Speaker
Description
Introduction: Quantification of oxygenation in a contactless manner is of interest in a variety of clinical scenarios, with diabetic wound management being one example. However, the development of such technology requires a reproducible and well-understood model of ischemia, including both inducement and measure effect using a reference standard, which is currently lacking. In our present work, we sought to advance the development of such a model with contact measurement of oxygenation using near-infrared (NIR) during occlusion of the arm.
Material and methods: In this study, we have collected data from 28 healthy volunteers. The subject’s hands were placed on a table. One arm was occluded using a blood pressure cuff placed on the upper arm and inflated to 200mmHg for approximately two minutes. The muscle oxygenation signal (SmO2) was acquired using the NIR contact Moxy device (Fortiori Design LLC, Hutchinson, MN) placed on the arm distal to the occlusion. SmO2 was normalized, and the minimum value found, and the percent reduction from the initial to minimum value calculated.

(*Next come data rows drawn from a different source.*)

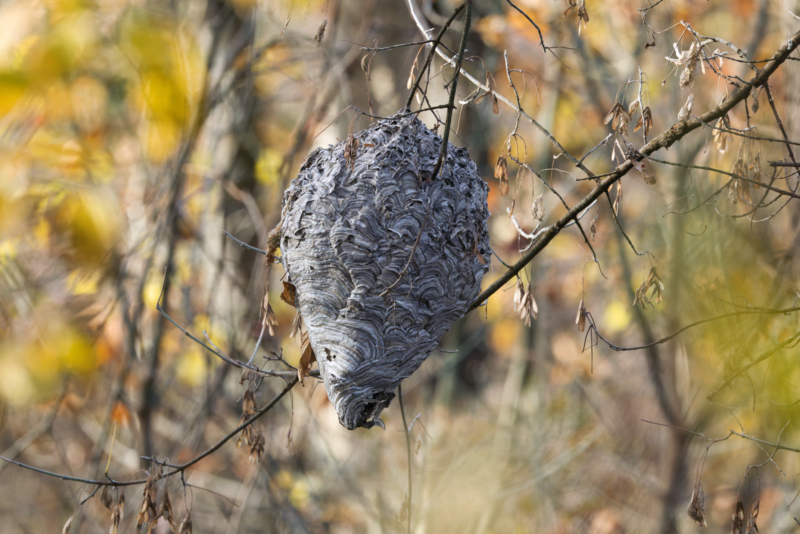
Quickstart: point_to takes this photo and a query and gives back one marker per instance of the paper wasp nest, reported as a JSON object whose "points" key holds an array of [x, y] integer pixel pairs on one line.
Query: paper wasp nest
{"points": [[384, 257]]}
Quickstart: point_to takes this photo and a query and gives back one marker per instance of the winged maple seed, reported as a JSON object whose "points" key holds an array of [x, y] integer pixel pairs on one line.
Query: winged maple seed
{"points": [[697, 506], [501, 173], [653, 284]]}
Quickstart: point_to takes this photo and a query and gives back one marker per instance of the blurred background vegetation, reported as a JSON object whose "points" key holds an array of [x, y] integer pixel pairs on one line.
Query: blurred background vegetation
{"points": [[133, 133]]}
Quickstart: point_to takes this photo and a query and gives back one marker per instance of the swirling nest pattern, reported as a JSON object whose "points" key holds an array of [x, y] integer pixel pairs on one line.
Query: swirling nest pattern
{"points": [[348, 229]]}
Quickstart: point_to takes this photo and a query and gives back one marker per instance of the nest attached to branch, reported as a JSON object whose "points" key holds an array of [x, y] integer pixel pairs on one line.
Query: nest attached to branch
{"points": [[384, 257]]}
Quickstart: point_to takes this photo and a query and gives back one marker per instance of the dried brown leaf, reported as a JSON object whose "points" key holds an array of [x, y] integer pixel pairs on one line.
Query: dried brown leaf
{"points": [[537, 208], [307, 357], [105, 498], [501, 173], [273, 242], [653, 284], [737, 519], [165, 510], [186, 525], [697, 506], [320, 32], [641, 166], [645, 120], [686, 110], [528, 308], [618, 199], [580, 319], [721, 137], [67, 525], [289, 294]]}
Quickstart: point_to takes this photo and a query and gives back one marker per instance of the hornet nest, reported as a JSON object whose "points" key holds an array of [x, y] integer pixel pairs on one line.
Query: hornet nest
{"points": [[384, 257]]}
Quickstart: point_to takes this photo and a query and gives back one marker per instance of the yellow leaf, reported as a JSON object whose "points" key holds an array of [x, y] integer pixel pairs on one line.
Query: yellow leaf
{"points": [[616, 318]]}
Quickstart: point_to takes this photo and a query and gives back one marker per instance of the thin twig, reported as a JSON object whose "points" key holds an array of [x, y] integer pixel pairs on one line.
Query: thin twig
{"points": [[407, 432], [179, 468], [461, 49]]}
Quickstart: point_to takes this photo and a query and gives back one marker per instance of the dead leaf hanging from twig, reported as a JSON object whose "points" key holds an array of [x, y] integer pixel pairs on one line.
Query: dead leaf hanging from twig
{"points": [[320, 32], [697, 506], [501, 173], [307, 357]]}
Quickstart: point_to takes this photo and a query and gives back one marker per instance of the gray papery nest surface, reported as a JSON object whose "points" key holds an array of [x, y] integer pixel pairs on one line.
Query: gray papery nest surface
{"points": [[384, 257]]}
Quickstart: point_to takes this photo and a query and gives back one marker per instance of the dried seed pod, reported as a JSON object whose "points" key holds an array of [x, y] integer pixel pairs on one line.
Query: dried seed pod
{"points": [[383, 257]]}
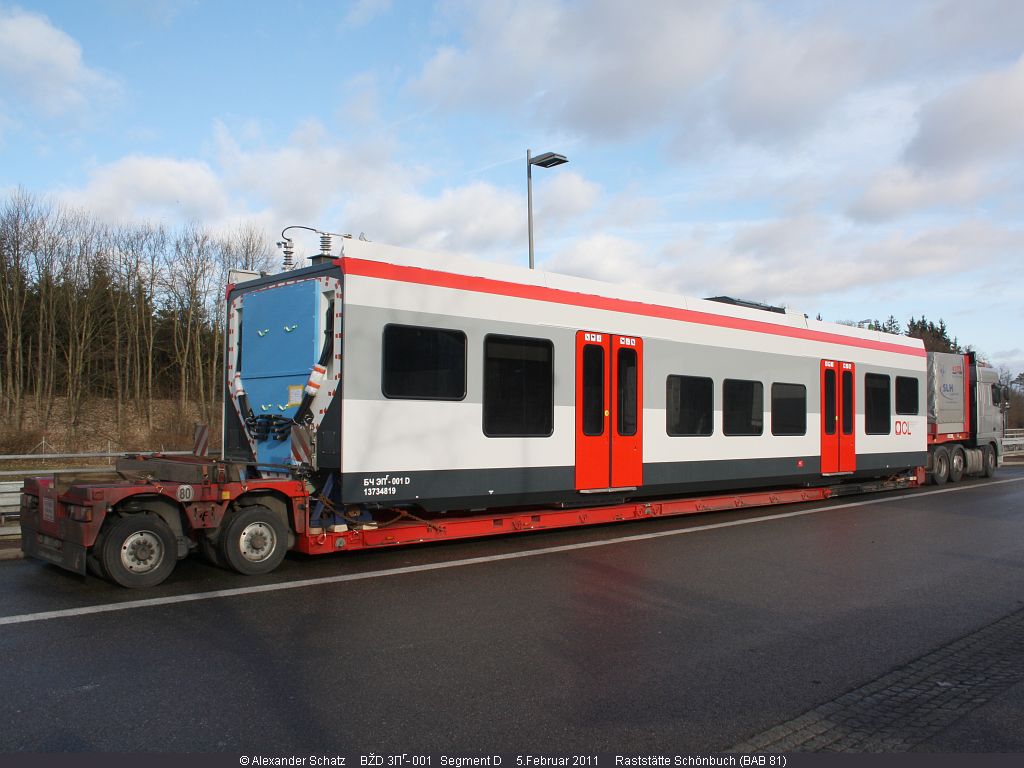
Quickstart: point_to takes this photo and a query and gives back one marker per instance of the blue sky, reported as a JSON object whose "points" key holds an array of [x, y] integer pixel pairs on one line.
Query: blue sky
{"points": [[852, 160]]}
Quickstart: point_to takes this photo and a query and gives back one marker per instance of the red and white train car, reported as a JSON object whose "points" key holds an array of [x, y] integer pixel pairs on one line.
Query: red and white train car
{"points": [[465, 385]]}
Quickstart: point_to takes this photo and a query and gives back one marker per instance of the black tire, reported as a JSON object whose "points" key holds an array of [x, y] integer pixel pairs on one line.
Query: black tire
{"points": [[138, 550], [940, 466], [253, 540], [989, 463], [957, 464]]}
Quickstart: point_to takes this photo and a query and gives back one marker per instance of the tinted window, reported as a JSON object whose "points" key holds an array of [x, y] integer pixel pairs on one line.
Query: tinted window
{"points": [[742, 408], [878, 408], [788, 409], [517, 387], [688, 406], [424, 363], [593, 390], [906, 396], [627, 384]]}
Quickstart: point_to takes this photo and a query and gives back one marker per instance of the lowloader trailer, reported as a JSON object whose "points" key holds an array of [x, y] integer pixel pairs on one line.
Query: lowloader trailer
{"points": [[387, 397]]}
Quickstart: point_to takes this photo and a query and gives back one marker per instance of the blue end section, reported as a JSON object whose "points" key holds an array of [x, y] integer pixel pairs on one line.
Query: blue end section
{"points": [[282, 336]]}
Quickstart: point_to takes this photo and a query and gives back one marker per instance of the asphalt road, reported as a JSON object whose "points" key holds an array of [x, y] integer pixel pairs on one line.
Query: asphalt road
{"points": [[613, 639]]}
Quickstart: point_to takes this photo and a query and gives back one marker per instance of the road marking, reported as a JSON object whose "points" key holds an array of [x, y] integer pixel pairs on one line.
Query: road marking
{"points": [[302, 584]]}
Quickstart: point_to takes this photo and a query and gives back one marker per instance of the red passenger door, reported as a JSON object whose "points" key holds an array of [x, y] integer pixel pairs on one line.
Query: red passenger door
{"points": [[609, 412], [839, 452]]}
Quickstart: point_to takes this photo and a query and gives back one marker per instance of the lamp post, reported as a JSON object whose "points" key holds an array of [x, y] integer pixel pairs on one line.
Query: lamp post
{"points": [[547, 160]]}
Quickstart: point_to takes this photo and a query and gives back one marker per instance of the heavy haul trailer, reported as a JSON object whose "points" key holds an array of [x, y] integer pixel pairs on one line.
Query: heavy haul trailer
{"points": [[388, 397]]}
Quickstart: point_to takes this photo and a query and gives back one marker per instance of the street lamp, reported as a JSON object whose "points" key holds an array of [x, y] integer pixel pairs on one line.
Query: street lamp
{"points": [[548, 160]]}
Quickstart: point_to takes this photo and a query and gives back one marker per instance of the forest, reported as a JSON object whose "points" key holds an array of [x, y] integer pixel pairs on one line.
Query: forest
{"points": [[112, 334], [129, 315]]}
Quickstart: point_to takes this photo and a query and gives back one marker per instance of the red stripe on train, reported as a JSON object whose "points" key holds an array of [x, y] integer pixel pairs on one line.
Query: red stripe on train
{"points": [[420, 275]]}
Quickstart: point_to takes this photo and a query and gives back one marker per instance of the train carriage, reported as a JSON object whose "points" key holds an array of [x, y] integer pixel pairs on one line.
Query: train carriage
{"points": [[440, 384]]}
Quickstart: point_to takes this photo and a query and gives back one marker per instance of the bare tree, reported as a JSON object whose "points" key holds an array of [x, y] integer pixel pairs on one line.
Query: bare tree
{"points": [[20, 220]]}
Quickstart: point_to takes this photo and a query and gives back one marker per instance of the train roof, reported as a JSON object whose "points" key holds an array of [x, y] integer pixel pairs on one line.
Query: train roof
{"points": [[465, 266]]}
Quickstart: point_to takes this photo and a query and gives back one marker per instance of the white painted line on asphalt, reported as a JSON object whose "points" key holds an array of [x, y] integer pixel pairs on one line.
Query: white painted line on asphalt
{"points": [[255, 590]]}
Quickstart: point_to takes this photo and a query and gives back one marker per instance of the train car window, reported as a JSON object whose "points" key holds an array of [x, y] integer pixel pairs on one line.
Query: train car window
{"points": [[742, 408], [518, 387], [830, 417], [424, 364], [878, 404], [847, 402], [689, 408], [627, 387], [593, 390], [906, 396], [788, 409]]}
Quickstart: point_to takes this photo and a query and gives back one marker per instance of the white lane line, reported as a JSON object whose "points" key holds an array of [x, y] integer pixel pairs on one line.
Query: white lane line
{"points": [[241, 591]]}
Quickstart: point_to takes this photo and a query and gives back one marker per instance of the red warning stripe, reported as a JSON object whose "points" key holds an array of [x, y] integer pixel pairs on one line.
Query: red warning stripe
{"points": [[420, 275]]}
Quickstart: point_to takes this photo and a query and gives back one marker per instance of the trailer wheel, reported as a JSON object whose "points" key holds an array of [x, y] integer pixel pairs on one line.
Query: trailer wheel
{"points": [[139, 550], [940, 466], [254, 541], [988, 461], [957, 463]]}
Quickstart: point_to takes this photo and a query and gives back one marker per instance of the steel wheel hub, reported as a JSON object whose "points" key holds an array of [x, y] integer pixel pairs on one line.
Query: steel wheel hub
{"points": [[141, 552], [257, 542]]}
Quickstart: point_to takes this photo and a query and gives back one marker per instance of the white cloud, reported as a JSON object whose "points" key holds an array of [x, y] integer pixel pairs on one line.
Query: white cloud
{"points": [[604, 257], [604, 68], [153, 187], [361, 12], [564, 197], [902, 190], [783, 79], [42, 66], [477, 218], [977, 121]]}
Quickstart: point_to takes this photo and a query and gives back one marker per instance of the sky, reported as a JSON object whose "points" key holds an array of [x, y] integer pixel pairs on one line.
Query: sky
{"points": [[852, 160]]}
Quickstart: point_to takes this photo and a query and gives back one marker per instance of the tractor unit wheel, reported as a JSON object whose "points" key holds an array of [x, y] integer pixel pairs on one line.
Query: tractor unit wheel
{"points": [[138, 550], [940, 466], [957, 464], [253, 540]]}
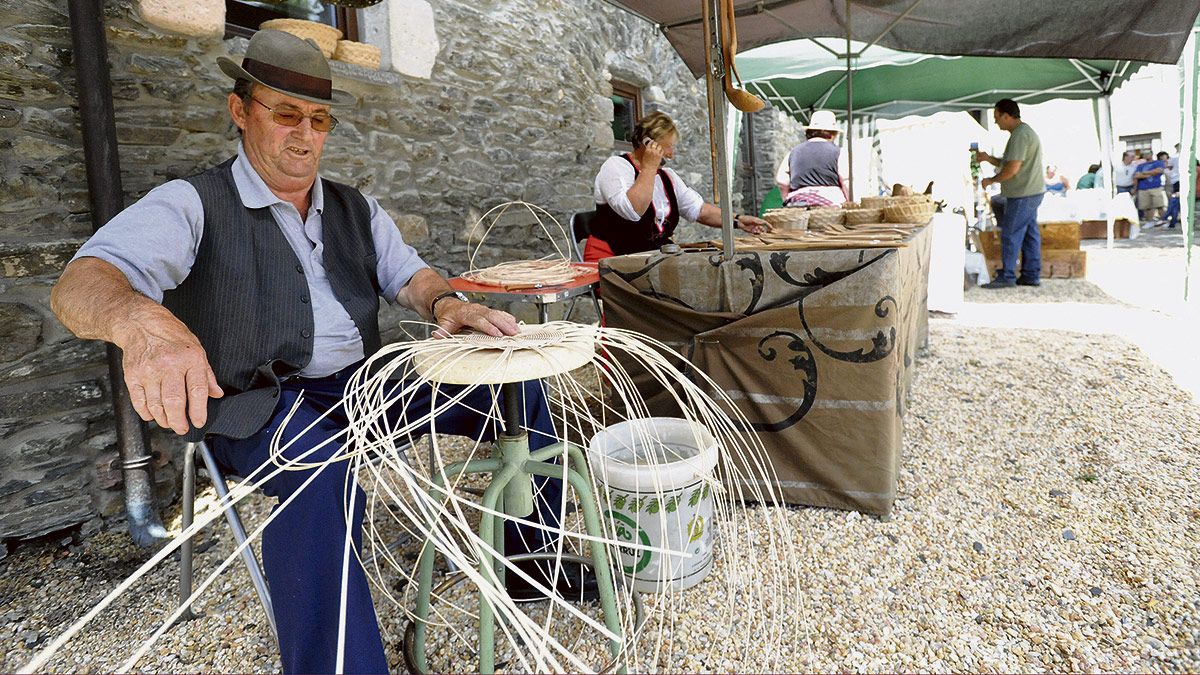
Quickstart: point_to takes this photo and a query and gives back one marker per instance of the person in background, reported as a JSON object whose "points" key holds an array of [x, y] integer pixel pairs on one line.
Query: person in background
{"points": [[640, 201], [1056, 183], [1021, 184], [1090, 179], [1123, 173], [1151, 195], [1173, 179], [814, 173]]}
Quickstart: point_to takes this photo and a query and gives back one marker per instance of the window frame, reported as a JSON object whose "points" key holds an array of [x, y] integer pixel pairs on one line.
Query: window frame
{"points": [[633, 93], [347, 19]]}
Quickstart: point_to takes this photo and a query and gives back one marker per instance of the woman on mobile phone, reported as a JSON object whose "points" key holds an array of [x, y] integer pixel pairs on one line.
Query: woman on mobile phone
{"points": [[640, 202]]}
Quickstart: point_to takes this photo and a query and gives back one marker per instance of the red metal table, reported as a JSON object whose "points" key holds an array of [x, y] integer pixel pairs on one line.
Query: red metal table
{"points": [[540, 296]]}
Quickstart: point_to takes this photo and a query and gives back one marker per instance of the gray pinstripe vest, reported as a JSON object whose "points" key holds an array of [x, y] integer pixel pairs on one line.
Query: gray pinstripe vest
{"points": [[247, 300]]}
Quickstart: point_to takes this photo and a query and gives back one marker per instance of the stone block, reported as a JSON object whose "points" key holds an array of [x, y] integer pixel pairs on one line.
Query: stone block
{"points": [[53, 399], [414, 228], [35, 260], [413, 39], [198, 18], [21, 330]]}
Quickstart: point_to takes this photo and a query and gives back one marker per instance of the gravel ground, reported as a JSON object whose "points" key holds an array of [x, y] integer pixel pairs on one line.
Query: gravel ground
{"points": [[1048, 521]]}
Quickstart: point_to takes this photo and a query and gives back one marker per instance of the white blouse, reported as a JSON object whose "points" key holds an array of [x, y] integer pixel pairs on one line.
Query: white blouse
{"points": [[617, 177]]}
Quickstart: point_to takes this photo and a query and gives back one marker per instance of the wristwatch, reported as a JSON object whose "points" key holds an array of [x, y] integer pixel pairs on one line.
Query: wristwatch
{"points": [[454, 294]]}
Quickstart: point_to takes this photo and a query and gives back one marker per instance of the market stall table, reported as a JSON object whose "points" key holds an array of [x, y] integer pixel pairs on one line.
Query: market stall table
{"points": [[814, 338], [541, 294]]}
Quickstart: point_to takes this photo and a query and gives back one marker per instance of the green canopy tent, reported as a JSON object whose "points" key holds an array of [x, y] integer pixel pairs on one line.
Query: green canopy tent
{"points": [[804, 75]]}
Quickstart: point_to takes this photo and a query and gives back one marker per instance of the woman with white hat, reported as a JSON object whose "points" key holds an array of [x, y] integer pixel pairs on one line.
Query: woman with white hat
{"points": [[813, 174]]}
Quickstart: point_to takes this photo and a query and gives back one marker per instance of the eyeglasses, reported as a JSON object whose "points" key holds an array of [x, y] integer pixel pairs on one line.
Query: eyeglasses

Results: Data collection was performed on 28 subjects in total, with each arm undergoing the ischemia protocol, for a total of 56 signals. 6 signals were excluded due to poor quality, leaving 50/56=89% of the signals, with all 28 subjects represented. The occlusion protocol resulted in an average relative reduction in SmO2 of -77±20%.
Discussion: The SmO2 reduction varied significantly across the dataset, with the variation not explained by any collected metadata. We expect that the reduction would vary with respect to intrinsic physiological properties, as well confounding properties such as BMI. The variability in SmO2 reduction identifies the importance of collecting a broad group of metadata in when contactless technologies are validated against contact NIR during arm occlusion.